An international team of astronomers led by Texas A&M experts investigate the mysteries of galaxy formation in the early universe.
Texas A&M astronomers Kim-Vy Tran, Casey Papovich and Ryan Quadri led an international, multi-institution team of experts in a National Science Foundation funded project called ZFOURGE to study the evolution of the early universe. The team used state of the art near-infrared imaging technology with sensitive filters at the Magellan Telescope (MT) in Chile to perform sky surveys from 2010 to 2012 to discover the physics of galaxy formation in the early universe.
Tran, associate professor in the Department of Physics and Astronomy, said the project aimed at pushing into a new frontier in astronomy by observing distant galaxies and utilizing the superior sensitivity and depth of the MT instruments to collect faint light from far away galaxies.
“The advantage was that the telescope has a very large collecting area so we could see very faint things,” Tran said. “Every time you go fainter you learn new things; and the other very important point is to go to longer wavelengths and it was critical for us to capitalize on that ability.”
Ryan Quadri, visiting professor and Mitchell Astronomy Fellow in the Department of Physics and Astronomy said this project was a natural succession to a pilot project conducted earlier with Ivo labbe who was then at Carnegie Observatory. Many of the techniques developed in the pilot project were employed to structure the sky surveys.
“They were installing this fantastic new infrared camera on this telescope, so it was a very obvious thing, so let’s do this project again, but do it way better,” Quadri said.
Ben Forrest, doctoral student in the Department of Physics and Astronomy said that he joined the team in his third year of graduate studies. Forrest utilized novel techniques for analyzing multi-wavelength observations and combined it with existing data from similar surveys.

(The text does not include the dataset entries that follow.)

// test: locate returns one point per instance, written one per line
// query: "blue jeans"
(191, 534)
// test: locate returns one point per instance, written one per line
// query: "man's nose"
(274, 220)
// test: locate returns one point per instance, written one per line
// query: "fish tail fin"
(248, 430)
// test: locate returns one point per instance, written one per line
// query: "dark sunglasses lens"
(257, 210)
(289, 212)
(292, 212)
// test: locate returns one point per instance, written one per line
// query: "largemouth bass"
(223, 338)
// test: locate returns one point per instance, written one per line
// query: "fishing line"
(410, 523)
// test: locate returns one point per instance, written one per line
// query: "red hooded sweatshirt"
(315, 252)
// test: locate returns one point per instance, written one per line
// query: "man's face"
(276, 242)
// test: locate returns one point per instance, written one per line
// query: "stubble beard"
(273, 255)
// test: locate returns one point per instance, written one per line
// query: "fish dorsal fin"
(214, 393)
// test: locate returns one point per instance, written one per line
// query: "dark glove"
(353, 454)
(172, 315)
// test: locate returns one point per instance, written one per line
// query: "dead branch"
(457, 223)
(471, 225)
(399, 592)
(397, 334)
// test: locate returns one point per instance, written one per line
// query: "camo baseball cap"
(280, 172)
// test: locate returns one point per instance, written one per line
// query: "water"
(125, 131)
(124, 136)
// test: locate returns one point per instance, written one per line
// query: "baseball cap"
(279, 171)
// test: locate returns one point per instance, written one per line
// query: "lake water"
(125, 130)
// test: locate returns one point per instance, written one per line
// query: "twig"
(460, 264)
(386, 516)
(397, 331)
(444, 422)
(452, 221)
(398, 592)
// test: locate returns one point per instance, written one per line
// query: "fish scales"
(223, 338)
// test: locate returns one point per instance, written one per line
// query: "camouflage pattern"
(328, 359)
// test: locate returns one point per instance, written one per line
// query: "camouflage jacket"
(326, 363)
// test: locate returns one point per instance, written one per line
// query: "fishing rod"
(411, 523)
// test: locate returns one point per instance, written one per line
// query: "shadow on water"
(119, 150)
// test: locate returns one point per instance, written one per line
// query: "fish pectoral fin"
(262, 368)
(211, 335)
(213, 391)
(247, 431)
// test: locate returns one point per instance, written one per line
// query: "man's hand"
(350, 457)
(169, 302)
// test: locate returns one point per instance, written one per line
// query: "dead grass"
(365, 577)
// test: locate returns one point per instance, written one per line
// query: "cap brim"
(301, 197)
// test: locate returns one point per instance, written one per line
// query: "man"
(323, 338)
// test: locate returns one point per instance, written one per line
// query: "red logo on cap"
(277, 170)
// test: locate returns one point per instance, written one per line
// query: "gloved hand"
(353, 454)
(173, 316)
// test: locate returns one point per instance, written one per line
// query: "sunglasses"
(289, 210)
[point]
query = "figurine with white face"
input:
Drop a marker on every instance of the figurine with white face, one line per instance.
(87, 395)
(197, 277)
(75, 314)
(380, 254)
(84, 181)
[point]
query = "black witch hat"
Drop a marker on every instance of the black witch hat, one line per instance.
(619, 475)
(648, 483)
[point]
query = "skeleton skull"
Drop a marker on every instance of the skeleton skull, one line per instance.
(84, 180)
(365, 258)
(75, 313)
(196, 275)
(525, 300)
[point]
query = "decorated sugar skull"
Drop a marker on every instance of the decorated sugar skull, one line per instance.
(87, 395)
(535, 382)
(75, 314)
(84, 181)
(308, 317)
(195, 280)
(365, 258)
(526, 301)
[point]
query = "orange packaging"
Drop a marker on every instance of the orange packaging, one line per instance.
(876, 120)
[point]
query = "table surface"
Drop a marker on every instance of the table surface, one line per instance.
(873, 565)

“The idea of working on the data from this survey was very appealing,” Forrest said. “It is one of the deepest near infrared surveys and it really has some fantastic data which allows for some great projects for graduate students.”
The data collection itself was performed by an international team by taking turns at the telescope in Chile. An important logistical challenge was the weekly team meetings due members of the team being spread out across the world.
“Our team is way more cohesive than other similar collaborations,” Tran said. “The survey would not exist without graduate students and they have been exceptional about converting photons into science results that are published”
Quadri mentioned one of the very first results from processing the data and developing high quality images was realized in a team meeting. A cluster of galaxies was found from when the universe was just three billion years old, making this one of the earliest galaxy clusters ever found by astronomers. This resulted in the first publication from the project.
“If we did not have such high quality data, it would not have jumped out at us and we would not have noticed it,” Quadri said.
One of the goals of the project was to open source the data to the public which was achieved in August this year. This would also serve as an archive for future astronomers. The James Webb Space Telescope (JWST) is scheduled to succeed the Hubble Space Telescope in 2018 and is expected to expand on the science of this project.
Tran said that they are currently working on the next steps of the project — utilizing new filters to probe further into the infrared spectrum and hence let them peer into distant galaxies. The result would be to look at an even younger universe, and help them get close to the observational limit of the cosmic microwave background.
The ZFOURGE website allows the general public to look at galaxies billions of light years away and almost two thirds the way across the universe.
“It still boggles my mind how we can say anything about these things which are so tremendously huge but so tremendously far away, hence so tremendously faint,” Quadri said. “Even when I was just beginning as graduate student if you had told me we could do the things that we could do now, I would have said it is crazy.”